São Paulo, terça-feira, 14 de abril de 2005
TEATRO
Versão para o palco do livro de Marcio Souza questiona os valores brasileiros
VALMIR SANTOS
Da Reportagem Local
Encenador, pesquisador e professor da área de teatro na Unicamp, Marcio Aurelio anda no encalço da ignorância. Abraçou-a até o osso, com a Cia. Razões Inversas, em “Agreste” (2004), o premiado texto de Newton Moreno sobre um casal de lavradores que planta o desejo e o colhe por um par de décadas até a comunidade reduzir tudo a cinzas.
Agora, em paralelo (“Agreste” segue em cartaz no Aliança Francesa), Aurelio, 55, gira para o final do século 19, na região amazônica, de onde pesca a história do espanhol errante dom Luiz Galvez Rodrigues de Ária, o visionário protagonista de “Galvez, Imperador do Acre”, romance de estréia de Marcio Souza que ganha adaptação de mesmo nome em temporada a partir de amanhã no Centro Cultural São Paulo.
“É um espetáculo que questiona valores políticos, sociais, morais, religiosos, antropológicos etc. Mexe com uma idéia de formação de caráter. O público e o privado são expostos de maneira ácida e crítica, não há limites”, diz.
O livro do amazonense Souza, de 1976, o mesmo autor de “Mad Maria”, narra as peripécias de um aventureiro que aparece em Belém, trabalha num jornal, conchava com o cônsul da Bolívia e acaba revelando os planos de alguns homens de negócios dos EUA que desejavam ocupar um vasto e rico território ainda pouco conhecido, perdido entre as fronteiras de Brasil, Bolívia e Peru.

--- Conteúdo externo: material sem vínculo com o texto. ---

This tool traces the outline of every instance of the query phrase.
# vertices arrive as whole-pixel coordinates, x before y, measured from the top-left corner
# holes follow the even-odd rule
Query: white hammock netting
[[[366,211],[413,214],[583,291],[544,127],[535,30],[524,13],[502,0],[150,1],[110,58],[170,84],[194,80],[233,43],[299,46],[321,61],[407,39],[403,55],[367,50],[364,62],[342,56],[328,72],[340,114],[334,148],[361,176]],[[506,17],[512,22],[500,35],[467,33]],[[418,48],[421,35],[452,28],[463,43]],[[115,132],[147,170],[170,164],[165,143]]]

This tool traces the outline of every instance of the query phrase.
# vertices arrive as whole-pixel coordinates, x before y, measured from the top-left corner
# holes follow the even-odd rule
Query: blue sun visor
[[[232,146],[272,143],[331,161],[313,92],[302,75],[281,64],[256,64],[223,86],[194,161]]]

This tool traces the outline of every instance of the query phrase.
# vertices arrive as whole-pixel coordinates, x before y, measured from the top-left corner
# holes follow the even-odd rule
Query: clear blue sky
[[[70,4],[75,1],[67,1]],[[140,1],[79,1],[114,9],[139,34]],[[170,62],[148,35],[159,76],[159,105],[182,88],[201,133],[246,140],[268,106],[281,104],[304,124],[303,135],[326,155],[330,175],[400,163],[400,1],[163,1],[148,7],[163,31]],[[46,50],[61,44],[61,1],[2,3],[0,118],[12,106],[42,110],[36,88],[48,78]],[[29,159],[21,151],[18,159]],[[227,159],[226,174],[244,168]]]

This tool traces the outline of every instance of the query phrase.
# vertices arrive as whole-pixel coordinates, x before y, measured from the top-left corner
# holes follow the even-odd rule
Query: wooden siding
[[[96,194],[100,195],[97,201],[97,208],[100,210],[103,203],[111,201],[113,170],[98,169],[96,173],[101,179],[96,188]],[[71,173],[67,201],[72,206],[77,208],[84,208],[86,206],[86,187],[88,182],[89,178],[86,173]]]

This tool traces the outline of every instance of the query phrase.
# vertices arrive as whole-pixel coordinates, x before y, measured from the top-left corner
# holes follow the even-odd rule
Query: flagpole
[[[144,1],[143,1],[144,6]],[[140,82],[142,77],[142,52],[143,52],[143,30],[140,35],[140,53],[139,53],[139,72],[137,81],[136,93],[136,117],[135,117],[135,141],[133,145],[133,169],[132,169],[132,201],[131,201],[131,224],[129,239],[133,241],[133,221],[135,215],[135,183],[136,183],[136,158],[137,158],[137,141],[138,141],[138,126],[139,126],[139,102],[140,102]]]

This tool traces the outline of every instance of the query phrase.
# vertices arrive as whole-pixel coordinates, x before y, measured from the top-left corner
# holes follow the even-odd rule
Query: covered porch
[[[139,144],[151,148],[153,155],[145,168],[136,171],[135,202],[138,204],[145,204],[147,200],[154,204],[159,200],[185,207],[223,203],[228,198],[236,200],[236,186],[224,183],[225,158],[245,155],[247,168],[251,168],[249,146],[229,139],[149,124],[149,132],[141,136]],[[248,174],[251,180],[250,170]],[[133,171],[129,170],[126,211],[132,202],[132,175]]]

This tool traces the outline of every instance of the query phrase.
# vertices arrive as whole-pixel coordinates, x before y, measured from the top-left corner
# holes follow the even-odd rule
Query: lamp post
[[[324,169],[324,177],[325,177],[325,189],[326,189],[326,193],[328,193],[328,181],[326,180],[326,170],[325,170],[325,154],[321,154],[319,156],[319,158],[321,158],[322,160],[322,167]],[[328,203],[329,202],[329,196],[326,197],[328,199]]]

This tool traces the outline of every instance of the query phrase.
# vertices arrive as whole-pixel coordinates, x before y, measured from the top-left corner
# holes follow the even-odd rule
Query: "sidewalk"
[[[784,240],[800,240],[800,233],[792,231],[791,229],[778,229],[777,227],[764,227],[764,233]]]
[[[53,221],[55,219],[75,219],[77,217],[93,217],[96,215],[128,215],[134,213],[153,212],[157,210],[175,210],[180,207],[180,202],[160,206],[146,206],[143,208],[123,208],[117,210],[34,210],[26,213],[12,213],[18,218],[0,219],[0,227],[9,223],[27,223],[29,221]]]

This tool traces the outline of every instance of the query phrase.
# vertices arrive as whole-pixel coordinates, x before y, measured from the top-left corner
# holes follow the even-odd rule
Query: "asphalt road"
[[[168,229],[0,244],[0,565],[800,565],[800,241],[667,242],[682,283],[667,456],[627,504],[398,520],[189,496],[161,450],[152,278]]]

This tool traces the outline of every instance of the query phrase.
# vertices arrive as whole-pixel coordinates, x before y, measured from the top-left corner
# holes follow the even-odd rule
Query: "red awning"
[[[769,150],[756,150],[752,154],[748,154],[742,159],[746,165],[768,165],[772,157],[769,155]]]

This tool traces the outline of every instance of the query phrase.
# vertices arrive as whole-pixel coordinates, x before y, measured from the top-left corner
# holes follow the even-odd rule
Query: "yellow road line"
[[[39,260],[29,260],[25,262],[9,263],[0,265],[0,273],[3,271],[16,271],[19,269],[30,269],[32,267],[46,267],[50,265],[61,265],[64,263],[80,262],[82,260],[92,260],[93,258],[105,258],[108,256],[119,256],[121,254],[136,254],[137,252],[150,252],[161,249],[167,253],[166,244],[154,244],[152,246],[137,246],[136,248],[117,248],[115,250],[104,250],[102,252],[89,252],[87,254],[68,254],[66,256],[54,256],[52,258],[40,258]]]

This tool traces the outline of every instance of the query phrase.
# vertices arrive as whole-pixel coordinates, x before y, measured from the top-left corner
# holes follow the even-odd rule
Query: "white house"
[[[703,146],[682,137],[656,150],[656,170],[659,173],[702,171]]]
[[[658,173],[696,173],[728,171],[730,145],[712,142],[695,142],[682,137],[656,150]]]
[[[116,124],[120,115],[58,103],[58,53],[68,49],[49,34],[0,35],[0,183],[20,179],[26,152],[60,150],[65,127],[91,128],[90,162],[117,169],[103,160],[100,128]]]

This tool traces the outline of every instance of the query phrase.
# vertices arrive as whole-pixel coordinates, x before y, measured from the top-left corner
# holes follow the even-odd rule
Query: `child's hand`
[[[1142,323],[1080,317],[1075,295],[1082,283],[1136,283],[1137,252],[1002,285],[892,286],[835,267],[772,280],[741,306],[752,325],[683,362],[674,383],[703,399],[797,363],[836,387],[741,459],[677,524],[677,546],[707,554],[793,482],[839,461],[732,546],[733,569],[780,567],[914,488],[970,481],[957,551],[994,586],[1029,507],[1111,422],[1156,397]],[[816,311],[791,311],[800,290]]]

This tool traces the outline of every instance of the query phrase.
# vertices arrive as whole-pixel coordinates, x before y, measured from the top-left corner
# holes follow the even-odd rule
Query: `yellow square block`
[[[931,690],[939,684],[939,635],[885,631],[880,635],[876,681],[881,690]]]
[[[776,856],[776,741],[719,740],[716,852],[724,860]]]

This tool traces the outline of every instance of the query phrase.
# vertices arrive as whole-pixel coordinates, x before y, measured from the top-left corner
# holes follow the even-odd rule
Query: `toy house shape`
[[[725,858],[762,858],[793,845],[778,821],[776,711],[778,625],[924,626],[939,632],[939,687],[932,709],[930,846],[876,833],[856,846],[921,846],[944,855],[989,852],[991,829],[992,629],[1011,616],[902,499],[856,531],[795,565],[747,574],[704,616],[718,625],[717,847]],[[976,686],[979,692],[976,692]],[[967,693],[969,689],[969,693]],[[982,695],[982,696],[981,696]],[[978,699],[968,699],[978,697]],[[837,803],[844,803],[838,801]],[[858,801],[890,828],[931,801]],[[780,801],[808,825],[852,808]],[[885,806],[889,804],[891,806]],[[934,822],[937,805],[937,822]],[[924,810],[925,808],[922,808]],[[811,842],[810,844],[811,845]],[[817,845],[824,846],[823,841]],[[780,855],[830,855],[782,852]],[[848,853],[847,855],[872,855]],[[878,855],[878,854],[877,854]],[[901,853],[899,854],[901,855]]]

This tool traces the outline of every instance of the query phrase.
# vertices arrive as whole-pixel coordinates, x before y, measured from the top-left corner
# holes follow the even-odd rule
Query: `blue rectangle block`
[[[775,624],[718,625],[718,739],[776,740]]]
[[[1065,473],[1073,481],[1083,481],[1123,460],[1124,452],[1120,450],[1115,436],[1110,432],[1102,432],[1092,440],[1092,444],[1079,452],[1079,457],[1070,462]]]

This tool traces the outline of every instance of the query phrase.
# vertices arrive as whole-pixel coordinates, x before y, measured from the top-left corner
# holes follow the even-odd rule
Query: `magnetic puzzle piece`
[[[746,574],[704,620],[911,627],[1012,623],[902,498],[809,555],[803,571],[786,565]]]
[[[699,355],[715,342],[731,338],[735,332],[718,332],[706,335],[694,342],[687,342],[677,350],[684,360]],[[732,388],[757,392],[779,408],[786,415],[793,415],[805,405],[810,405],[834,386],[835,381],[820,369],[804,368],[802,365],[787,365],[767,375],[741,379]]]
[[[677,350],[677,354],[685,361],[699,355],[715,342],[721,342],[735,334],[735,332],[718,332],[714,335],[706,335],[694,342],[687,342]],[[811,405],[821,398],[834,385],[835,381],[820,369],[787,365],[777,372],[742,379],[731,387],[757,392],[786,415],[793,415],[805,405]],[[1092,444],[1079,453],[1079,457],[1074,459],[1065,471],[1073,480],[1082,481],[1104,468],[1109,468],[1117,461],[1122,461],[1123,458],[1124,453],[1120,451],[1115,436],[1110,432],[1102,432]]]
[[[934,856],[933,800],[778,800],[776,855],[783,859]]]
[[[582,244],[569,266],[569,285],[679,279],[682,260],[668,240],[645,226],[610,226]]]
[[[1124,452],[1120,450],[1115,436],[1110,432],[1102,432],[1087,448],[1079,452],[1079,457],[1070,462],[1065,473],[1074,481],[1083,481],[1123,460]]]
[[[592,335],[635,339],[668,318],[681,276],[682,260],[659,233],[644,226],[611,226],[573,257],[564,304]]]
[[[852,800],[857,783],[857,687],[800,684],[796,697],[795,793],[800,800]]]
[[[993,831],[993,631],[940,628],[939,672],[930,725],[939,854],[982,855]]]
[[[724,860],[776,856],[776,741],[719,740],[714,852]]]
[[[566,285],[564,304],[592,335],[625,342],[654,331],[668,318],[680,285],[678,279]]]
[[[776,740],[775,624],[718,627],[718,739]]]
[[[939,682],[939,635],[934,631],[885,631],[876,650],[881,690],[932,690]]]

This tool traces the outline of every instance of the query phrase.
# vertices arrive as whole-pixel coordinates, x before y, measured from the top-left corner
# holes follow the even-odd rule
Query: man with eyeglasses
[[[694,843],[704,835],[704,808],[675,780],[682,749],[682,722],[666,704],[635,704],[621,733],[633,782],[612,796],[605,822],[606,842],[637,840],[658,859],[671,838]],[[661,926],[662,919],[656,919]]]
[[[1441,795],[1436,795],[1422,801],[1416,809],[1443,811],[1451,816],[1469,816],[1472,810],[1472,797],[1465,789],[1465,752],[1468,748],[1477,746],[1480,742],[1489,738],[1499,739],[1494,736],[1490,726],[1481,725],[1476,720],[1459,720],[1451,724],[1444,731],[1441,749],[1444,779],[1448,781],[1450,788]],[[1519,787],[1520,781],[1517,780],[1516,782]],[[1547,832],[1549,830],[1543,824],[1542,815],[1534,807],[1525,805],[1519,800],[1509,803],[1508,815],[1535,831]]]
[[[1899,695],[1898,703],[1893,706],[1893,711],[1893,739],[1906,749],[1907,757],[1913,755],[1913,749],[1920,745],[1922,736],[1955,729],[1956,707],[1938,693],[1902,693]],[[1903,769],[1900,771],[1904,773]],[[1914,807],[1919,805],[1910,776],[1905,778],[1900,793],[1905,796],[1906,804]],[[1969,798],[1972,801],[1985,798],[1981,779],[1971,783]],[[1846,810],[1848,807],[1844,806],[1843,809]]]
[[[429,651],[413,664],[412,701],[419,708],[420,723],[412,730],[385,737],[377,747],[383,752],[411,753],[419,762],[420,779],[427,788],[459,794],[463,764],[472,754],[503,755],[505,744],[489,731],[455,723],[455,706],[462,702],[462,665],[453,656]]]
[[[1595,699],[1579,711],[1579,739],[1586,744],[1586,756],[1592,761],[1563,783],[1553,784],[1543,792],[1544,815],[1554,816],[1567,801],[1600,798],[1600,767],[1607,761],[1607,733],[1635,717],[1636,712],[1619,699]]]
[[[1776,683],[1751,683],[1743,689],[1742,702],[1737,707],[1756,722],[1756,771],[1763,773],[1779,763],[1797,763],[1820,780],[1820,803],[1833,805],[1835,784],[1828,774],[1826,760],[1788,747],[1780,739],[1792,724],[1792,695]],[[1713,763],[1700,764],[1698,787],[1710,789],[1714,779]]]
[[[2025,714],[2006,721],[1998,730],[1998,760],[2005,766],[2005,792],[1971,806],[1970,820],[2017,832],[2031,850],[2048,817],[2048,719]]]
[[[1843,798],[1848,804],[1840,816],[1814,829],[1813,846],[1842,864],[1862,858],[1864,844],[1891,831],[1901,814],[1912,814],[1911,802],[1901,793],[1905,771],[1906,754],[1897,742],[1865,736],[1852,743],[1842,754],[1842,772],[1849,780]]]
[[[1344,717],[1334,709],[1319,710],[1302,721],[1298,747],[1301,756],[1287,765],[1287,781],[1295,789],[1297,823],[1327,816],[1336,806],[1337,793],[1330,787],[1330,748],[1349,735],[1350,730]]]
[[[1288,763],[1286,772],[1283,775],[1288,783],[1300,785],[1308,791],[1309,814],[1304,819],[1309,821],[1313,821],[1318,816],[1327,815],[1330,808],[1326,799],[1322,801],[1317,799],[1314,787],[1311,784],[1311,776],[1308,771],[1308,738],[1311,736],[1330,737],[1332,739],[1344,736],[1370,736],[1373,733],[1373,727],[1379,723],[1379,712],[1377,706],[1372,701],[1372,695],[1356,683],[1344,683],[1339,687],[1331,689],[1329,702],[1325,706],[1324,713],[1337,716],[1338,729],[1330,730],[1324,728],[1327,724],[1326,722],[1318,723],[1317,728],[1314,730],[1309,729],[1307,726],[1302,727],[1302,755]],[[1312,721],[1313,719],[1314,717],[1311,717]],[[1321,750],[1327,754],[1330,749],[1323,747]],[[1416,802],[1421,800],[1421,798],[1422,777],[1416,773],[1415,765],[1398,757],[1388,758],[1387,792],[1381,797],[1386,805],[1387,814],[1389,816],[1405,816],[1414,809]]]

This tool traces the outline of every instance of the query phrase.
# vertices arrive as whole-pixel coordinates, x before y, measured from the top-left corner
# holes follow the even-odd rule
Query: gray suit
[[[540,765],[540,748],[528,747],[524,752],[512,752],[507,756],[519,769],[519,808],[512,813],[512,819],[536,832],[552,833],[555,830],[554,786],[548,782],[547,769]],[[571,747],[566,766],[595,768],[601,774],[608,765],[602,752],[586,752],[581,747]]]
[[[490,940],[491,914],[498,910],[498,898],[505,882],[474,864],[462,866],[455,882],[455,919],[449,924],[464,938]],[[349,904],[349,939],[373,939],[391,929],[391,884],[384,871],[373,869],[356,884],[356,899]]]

Com o escândalo, Galvez foge da cidade, embarca em um navio de missionários, comanda um exército de poetas e bêbados, ama mulheres fascinantes e finalmente é coroado Imperador do Acre, um reino tropical e efêmero.
A messiânica trajetória desse sujeito “invulnerável aos golpes do destino” (emboscadas, doenças, flechas e amores eclesiásticos) é interpretada por 17 atores da campineira Cia. Les Commediens Tropicales (de “Terror e Miséria no 3º Reich”, de Bertolt Brecht).
Uma das inspirações de Aurelio para a encenação é o filme “Terra em Transe”, de Glauber Rocha (1938-81). Daí uma certa “bagunça carnavalizada”, intermitente.
A voltagem erótica de algumas cenas logo é substituída pelo desencantamento, a percepção de que não há para quem torcer nessa arena. A disposição dialética dos temas, um roçar de realidade e ficção, ecoa a formação burguesa e política do Brasil que Souza busca retratar.